It considered the target market in the TMD of Storehouse Residential Trust, which held $22.5 million in assets under management as of 30 June 2022, was defined too broadly, did not properly consider the risks and features of the fund, and information within the TMD was inconsistent.

The interim order stops K2 from issuing interests in, giving a product disclosure statement for, or providing financial product advice to retail clients recommending an investment in the fund. 

The Storehouse Residential Trust provides investors with access to a diversified residential property-based investment portfolio, focused on assets located in Australia’s major cities. It is available for both retail and wholesale investors.

Under DDO, financial product issuers must define target markets for each of their products appropriately, with sufficient granularity, having close regard to the risks and features of the relevant product. Issuers also need to consider how their product will be distributed and have appropriate conditions in place to ensure the product is directed to the target market.
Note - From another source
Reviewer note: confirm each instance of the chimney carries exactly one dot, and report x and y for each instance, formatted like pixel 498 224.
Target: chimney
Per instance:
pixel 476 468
ASIC’s concerns regarding Storehouse Residential Trust include:  

  • A mismatch between the investment risk profiles of the fund (very high risk) and risk profiles identified for investors within, or potentially within, the target markets (high and medium).
  • The target market includes investors who intend to hold the funds as a core component (25–75 per cent) and the fund has a very low portfolio diversification and is very high risk.
  • Consumers with an investment objective of capital preservation or income generation are potentially in the target market, where capital loss is a material risk and income distributions may not occur regularly.
  • Consumers with an investment time frame of less than two years are potentially in the target market, where the suggested investment time frame of the fund is at least five years.
  • The target market includes investors with a need to withdraw money annually when there are restrictions on withdrawals as the fund is illiquid and underlying assets are aligned with periods of three to five years. There is no commitment to provide redemptions and withdrawals depending on the liquidity of the fund.

The regulator also considered that the distribution conditions in the TMD are not appropriate to ensure that the fund would likely be distributed to investors in the target market.

The TMD contained one distribution condition which stated the product is only suitable for distribution to consumers who have received general financial product advice. ASIC considered the TMD fails to set out distribution conditions for direct-to-consumer distribution or distribution via financial product advice where such distribution appears likely to occur.

A final order may be issued if the concerns are not addressed in a timely manner. 

K2 will have an opportunity to make submissions before a decision is made about any final stop orders.